There are already many good thoughts mentioned here. But one is missing. Flexible Arrays are part of C99 and thus aren't part of C++, although some C++ compiler may provide this functionality there is no guarantee for that. If you find a way to use them in C++ in an acceptable way, but you have a compiler that doesn't support it, you perhaps can fallback to the "classical" way

quinmars
+1  A: 

You probably want something lighter than a vector for high performances. You also want to be very specific about the size of your packet to be cross-platform. But you don't want to bother about memory leaks either.

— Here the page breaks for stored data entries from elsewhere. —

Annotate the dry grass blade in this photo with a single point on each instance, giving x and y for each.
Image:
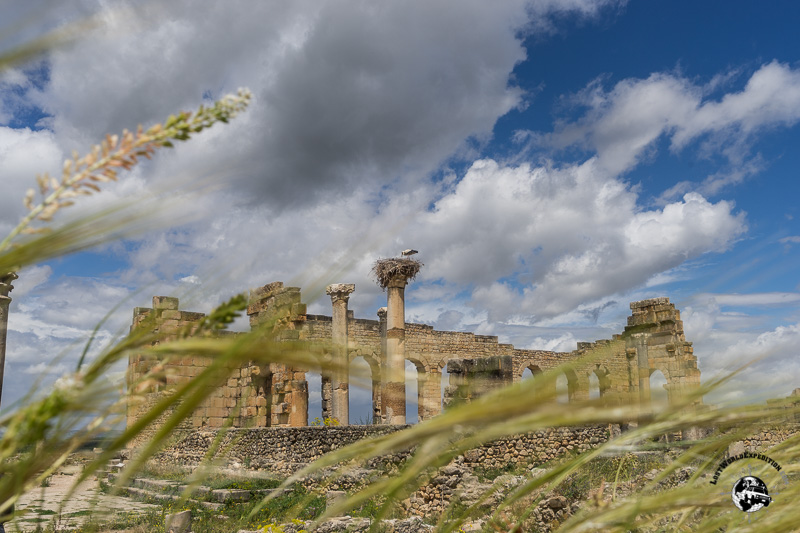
(387, 269)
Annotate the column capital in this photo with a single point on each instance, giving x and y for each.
(340, 291)
(5, 282)
(398, 281)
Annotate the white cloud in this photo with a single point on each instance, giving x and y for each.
(757, 299)
(622, 124)
(24, 153)
(540, 241)
(45, 368)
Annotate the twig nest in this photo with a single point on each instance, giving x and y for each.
(386, 269)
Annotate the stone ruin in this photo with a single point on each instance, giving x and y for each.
(274, 395)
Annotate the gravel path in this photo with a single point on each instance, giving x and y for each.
(40, 506)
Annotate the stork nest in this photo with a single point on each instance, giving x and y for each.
(386, 269)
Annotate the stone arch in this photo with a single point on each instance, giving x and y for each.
(599, 382)
(659, 386)
(371, 359)
(262, 394)
(429, 395)
(534, 369)
(566, 386)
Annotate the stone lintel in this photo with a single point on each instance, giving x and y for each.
(663, 300)
(165, 302)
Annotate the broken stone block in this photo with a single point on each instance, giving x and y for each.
(178, 522)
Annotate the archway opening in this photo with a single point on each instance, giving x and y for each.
(361, 380)
(314, 380)
(594, 387)
(562, 389)
(443, 386)
(262, 389)
(658, 391)
(566, 386)
(412, 393)
(529, 373)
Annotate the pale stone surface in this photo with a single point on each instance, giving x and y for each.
(178, 522)
(276, 395)
(340, 387)
(87, 497)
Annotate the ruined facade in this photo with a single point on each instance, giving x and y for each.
(274, 395)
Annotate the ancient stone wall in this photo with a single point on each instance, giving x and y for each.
(286, 450)
(617, 370)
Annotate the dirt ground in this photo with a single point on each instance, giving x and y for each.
(44, 506)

Fortunately the boost library did most of the hard part:

struct packet
{
   boost::uint32_t _size;
   boost::scoped_array<unsigned char> _data;

   packet() : _size(0) {}

       explicit packet(packet boost::uint32_t s) : _size(s), _data(new unsigned char [s]) {}

   explicit packet(const void * const d, boost::uint32_t s) : _size(s), _data(new unsigned char [s])
   {
  std::memcpy(_data, static_cast<const unsigned char * const>(d), _size);
   }
};

typedef boost::shared_ptr<packet> packet_ptr;

packet_ptr build_packet(const void const * data, boost::uint32_t s)
{

 return packet_ptr(new packet(data, s));
}
Edouard A.
How is that lighter than std::vector? You've used more memory and put an extra level of indirection into it.
Jimmy J
No exceptions. No validation. You are certain that the memory you have is the memory actually allocated (vector may reserve more). The packet structure can evolve. Not vector. Which means you'd have to put a vector into the message in the end...
Edouard A.
+1  A: 

You can use the "C" method if you want but for safety make it so the compiler won't try to copy it:

struct Packet
{
    unsigned int bytelength;
    unsigned int data[];

private:
   // Will cause compiler error if you misuse this struct
   void Packet(const Packet&);
   void operator=(const Packet&);
};
Jimmy J
A: 

There's nothing whatsoever wrong with using vector for arrays of unknown size that will be fixed after initialization. IMHO, that's exactly what vectors are for. Once you have it initialized, you can pretend the thing is an array, and it should behave the same (including time behavior).

T.E.D.